We started our analysis of the PMA convention with a piece entitled, PMA Analysis — Does Houston Merit A Permanent Place In The PMA Rotation?
We then ran PMA’s Attendance Just Shy Of 16,000, which focused on attendance. Peter Dessak, Vice President of Six L’s Packing Company, contributed to the industry discussion with a letter pointing out that with a hotel room in the Galleria area there were increased costs. We ran the letter as part of a piece entitled, Pundit’s Mailbag — PMA Needs To Factor Bus Time And Taxi Costs Into Convention City Choice.
Pundit’s Mailbag — Selling Versus Learning At PMA featured a contribution from Jack Vessey, Vice President and Marketing Director for Vessey & Company. The letter pointed out that increased attendance of growers can create educational opportunities for the whole industry. This piece also raised the issue of a disconnect between exhibitors there to sell and some attendees at PMA to learn.
We then ran a piece entitled Pundit’s Mailbag — Should PMA Facilitate Meetings During Program Times? The piece dealt with the tension between accommodating attendees’ desires to set up their own meetings and PMA’s need to maintain attendance at official functions.

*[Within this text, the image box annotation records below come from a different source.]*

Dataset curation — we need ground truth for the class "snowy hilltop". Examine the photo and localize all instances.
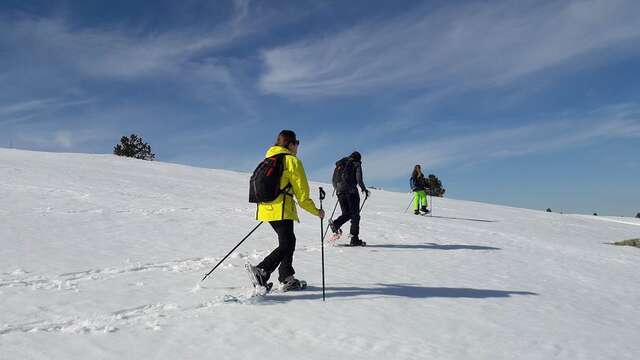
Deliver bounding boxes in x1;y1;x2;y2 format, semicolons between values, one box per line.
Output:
0;149;640;360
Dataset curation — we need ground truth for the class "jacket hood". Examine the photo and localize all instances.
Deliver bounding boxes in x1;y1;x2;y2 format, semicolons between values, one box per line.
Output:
264;145;295;158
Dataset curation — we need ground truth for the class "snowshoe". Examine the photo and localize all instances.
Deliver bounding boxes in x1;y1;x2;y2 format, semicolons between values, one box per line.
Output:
280;275;307;292
329;220;342;242
349;236;367;246
245;263;273;295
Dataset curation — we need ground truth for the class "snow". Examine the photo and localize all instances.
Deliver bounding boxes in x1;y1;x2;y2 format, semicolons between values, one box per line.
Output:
0;149;640;360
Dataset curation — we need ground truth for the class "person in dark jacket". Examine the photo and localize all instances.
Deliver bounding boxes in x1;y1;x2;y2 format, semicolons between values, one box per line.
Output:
409;165;429;215
329;151;369;246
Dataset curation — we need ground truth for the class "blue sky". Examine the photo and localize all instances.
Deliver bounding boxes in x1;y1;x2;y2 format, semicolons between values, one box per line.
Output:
0;0;640;216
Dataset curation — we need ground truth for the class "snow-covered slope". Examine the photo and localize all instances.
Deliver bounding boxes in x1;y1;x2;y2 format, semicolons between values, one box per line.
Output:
0;149;640;360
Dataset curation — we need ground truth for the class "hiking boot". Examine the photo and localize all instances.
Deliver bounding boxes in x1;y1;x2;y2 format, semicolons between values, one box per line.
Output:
280;275;307;292
349;236;367;246
247;264;269;287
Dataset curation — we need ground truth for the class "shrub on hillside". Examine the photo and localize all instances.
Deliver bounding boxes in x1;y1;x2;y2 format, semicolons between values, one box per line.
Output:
427;174;447;197
113;134;156;161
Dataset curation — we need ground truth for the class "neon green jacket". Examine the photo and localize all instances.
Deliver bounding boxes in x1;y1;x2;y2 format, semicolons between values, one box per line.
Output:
256;146;320;221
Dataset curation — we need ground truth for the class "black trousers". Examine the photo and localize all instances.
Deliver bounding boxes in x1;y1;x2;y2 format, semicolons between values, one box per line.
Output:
258;220;296;282
333;191;360;236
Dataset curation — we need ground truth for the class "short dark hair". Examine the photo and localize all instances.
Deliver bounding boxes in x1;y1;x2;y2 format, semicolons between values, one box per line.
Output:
275;130;298;147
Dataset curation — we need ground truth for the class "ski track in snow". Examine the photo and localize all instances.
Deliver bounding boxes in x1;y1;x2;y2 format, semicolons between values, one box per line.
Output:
0;288;278;336
0;246;328;291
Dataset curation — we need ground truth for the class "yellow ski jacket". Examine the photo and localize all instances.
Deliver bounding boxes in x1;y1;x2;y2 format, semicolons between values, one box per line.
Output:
256;146;320;221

Today we review a letter from a major sell-side player who takes exception to these two paragraphs that we had published:
One exhibitor at a fresh-cut organization told us a little story: He was manning his booth and a fresh–cut processor on another continent came over to ask questions and take pictures regarding the technology used in production of certain items. As our exhibitor politely tried to disengage himself to look for clients and prospects to help, the visitor kept asking questions.
When he didn’t get the honest and open answers he wanted plus felt exasperated as our exhibitor friend kept trying to pull away, the visiting fresh-cut processor finally announced: “Listen, I’m here at PMA to learn” and our exhibitor friend explained: “That’s fine, but I’m here to sell!”
Here is what our correspondent had to say:
I couldn’t help but roll my eyes when I read this on the Pundit because I have heard this before on the PMA floor.
If someone needs to learn and cannot get anywhere, send them my way. Even if they are a direct competitor.
I have found over time we can still learn from each other without compromising our competitive position.
Some of the most insightful things I have learned in this business have come from relationships I have had with direct competitors in both the USA, and abroad, not to mention having made some good friends.
— Eric Schwartz
Dole Fresh Vegetables
There is little question but that Eric is correct. If someone does things very different from what your organization does, he is bound to know a lot of things you don’t — you can certainly learn a lot, and the key is to find what is relevant to you.
To the extent someone is a direct competitor, you have a lot in common and, because everything is so relevant, even if guarded in discussions — some pearls are bound to slip out.
Yet the very fact that Eric mentions having heard it on the floor indicates that our original letter-writer hit a nerve.
Eric has the great advantage of being part of the largest company in the industry. Anyone who stood in Dole’s incredible new booth this year — design was overseen by Rick Utchell, who we mentioned both here and here — could see the kind of support and staff Dole can field.
To some extent Eric can focus on very valuable long-term learning because he has a large team of salespeople whose job is to get the orders. In fact, one could argue that in his present position, it is Eric’s job to focus on such strategic relationships. After all, today’s competitor may be tomorrow’s acquisition.
For many of the exhibitors that don’t have the depth of staff, the focus is inevitably more short term.
Eric’s comment about finding friendships among competitors is certainly true. Who better understands your situation? Who can have more empathy?
The Pundit’s grandfather used to show pictures of an annual dinner dance in New York City for a Club known as The Scavengers. We don’t know much about it, but know that the Pundit’s grandfather, Harry Prevor, was always up on dais, and the dinner was always honoring some union leader or other industry kingpin. The all-male officers would sit on the dais and their wives were seated mixed in at the tables on the floor. Everyone was dressed to the nines — men in tails and women in ball gowns.
We understand that there was some kind of “clubhouse” down on the Washington Street Market and everyone down on the market was a member.
A clubhouse, annual dinner dances… they were certainly all competitors, but the industry was somehow more fun as well.
Our sense is that business has changed. The people are less homogeneous and their roles less defined. When The Scavengers met, there was no real concern that a potato and onion house would start competing with a tomato house. Today, anyone can do anything and so people are more guarded.
Certainly nobody spent money to market as they do at PMA today, so the stress level was less.
Many thanks to Eric for reminding us that there is value in relationships that cannot always be predicted at first meeting and that it is generally wise to keep ourselves open to learning in unpredictable places and unpredictable ways.